PALAVRA DO SENHOR - É bom lembrar que Deus é Deus do resto.
A Liturgia da Palavra neste domingo (Jr 31, 7-9/ Sl 125(126)/
Hb 5, 1-6/ Mc 10, 46-52) nos exorta a viver com esperança. Não precisamos viver
uma vida sem horizontes, estagnados, imobilizados, sem perspectivas e sem
atitudes. É importante ter coragem, levantar-se e seguir em frente.
O profeta Jeremias faz um convite à alegria e ao louvor
“Exultai de alegria por Jacó” (Jr 31,7), pois está é alegria da certeza que o
Senhor vai fazer o povo voltar do exílio. Deus é fiel e não esquece o Seu Amor
pelo Seu Povo: “Pode a mãe esquecer o Seu Filho (...) ainda que ela esquecesse,
eu não esqueceria” (Isaías 49,15).
Mesmo vivendo no exilio, Deus não se esquece do povo e vai
trazê-los de volta pelo deserto. Por
onde eles passaram um dia chorando em direção “às terras do norte” (Jr 31, 8),
a Babilônia: “chorando de tristeza sairão, espalhando suas sementes; cantando
de alegria voltarão carregando os seus feixes” (Sl. 125(126),4).

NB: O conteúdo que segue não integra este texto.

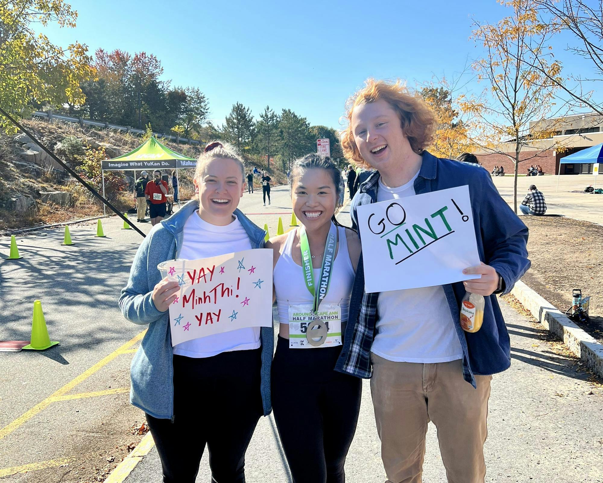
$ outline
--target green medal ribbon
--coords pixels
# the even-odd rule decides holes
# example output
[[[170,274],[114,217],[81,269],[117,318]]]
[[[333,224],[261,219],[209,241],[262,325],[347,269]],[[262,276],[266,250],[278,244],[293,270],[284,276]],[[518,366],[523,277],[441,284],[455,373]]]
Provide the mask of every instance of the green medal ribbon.
[[[308,292],[314,298],[312,312],[316,315],[318,312],[318,305],[326,296],[329,292],[329,286],[331,283],[333,275],[333,261],[335,258],[335,245],[337,243],[337,228],[331,222],[329,229],[329,235],[324,245],[324,254],[323,255],[323,264],[320,269],[320,278],[317,287],[314,283],[314,273],[312,267],[312,254],[310,245],[308,242],[306,229],[302,226],[300,229],[300,248],[302,250],[302,268],[303,270],[304,281]],[[318,290],[317,290],[318,288]]]

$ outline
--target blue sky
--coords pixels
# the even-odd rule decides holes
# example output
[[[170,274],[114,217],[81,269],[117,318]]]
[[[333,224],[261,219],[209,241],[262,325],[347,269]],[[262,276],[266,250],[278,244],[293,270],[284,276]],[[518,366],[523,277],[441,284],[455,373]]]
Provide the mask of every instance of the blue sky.
[[[77,27],[49,27],[51,40],[154,54],[172,85],[201,89],[215,122],[238,101],[256,117],[267,104],[335,128],[367,77],[414,86],[458,75],[482,51],[469,39],[472,18],[494,22],[509,11],[495,0],[71,4]],[[466,78],[467,90],[485,87],[470,71]]]

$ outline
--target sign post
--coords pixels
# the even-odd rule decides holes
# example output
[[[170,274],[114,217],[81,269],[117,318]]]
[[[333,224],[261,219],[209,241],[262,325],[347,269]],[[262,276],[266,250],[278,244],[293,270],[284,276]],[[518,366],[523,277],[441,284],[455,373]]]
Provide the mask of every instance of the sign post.
[[[331,146],[329,138],[316,140],[316,152],[330,157]]]

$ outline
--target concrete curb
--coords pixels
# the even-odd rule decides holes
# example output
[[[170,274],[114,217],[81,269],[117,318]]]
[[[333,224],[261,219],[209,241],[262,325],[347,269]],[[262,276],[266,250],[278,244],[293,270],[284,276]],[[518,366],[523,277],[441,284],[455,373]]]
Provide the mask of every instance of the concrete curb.
[[[523,282],[515,284],[511,293],[549,331],[561,339],[589,368],[603,377],[603,344],[586,333]]]

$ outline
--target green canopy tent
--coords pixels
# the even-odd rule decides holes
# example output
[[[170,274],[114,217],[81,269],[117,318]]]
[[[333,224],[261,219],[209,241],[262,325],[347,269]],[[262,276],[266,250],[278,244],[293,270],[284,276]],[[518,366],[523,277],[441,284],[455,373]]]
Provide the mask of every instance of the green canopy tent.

Procuremos imaginar esta cena do povo sendo levado pelo
deserto para um julgo de escravidão, pesado, por parte de um imperialismo
desumano. Agora, imaginemos também Deus
trazendo de volta, pelo mesmo caminho, que um dia este povo passou chorando.
Agora, voltam sorrindo.
Em Isaías (40,1-5) foi descrito este feito da seguinte
maneira: “Consolai, Consolai, o meu povo, diz o vosso Deus. Falai ao coração de
Jerusalém e dizei em alta voz que seu serviço está cumprido”. Mas, de qual
serviço se está falando? Do Exilio, do trabalho forçado, dos açoites, do
serviço duro que Israel cumpriu. E continua: “Uma voz clama no deserto, abri o
caminho para o Senhor. Na estirpe, aplainai uma vereda ao nosso Deus” (v. 3).
Perceba, Deus está mandando ajeitar o deserto para ele e o
povo voltarem juntos: “Tudo seja nivelado, todos os montes (...), o que é
tortuoso será retificado, e os lugares escabrosos, aplanados. A glória do
Senhor se manifestará e todos verão, pois a boca do Senhor falou” (v.v.
4-5).
Deus pode nos tirar do pó da morte e voltar à vida: “Levanta
da poeira o indigente e do lixo ele retira o pobrezinho, para fazê-los
assentar-se com os nobres do seu povo”. (Sl 11, 7). Há outro salmo que canta
esta ação de Deus: “Libertará do indigente ao qual ninguém quer ajudar. Terá
pena do indigente e do infeliz, e a vida dos humildes salvará. Há de livrá-los
da violência e opressão, pois vale muito a vida deles a Seus olhos!” (Sl
71(70), 12-14). DEUS PODE E VAI JUNTAR O
SEU POVO.
Quem voltou do exilio da Babilônia? O resto de Israel, gente
simples, pequena, cegos, cochos, aleijados, gravidas e parturientes, fraca e
sem força para lutar (Jr 31, 8). Esse é o povo que Deus ama.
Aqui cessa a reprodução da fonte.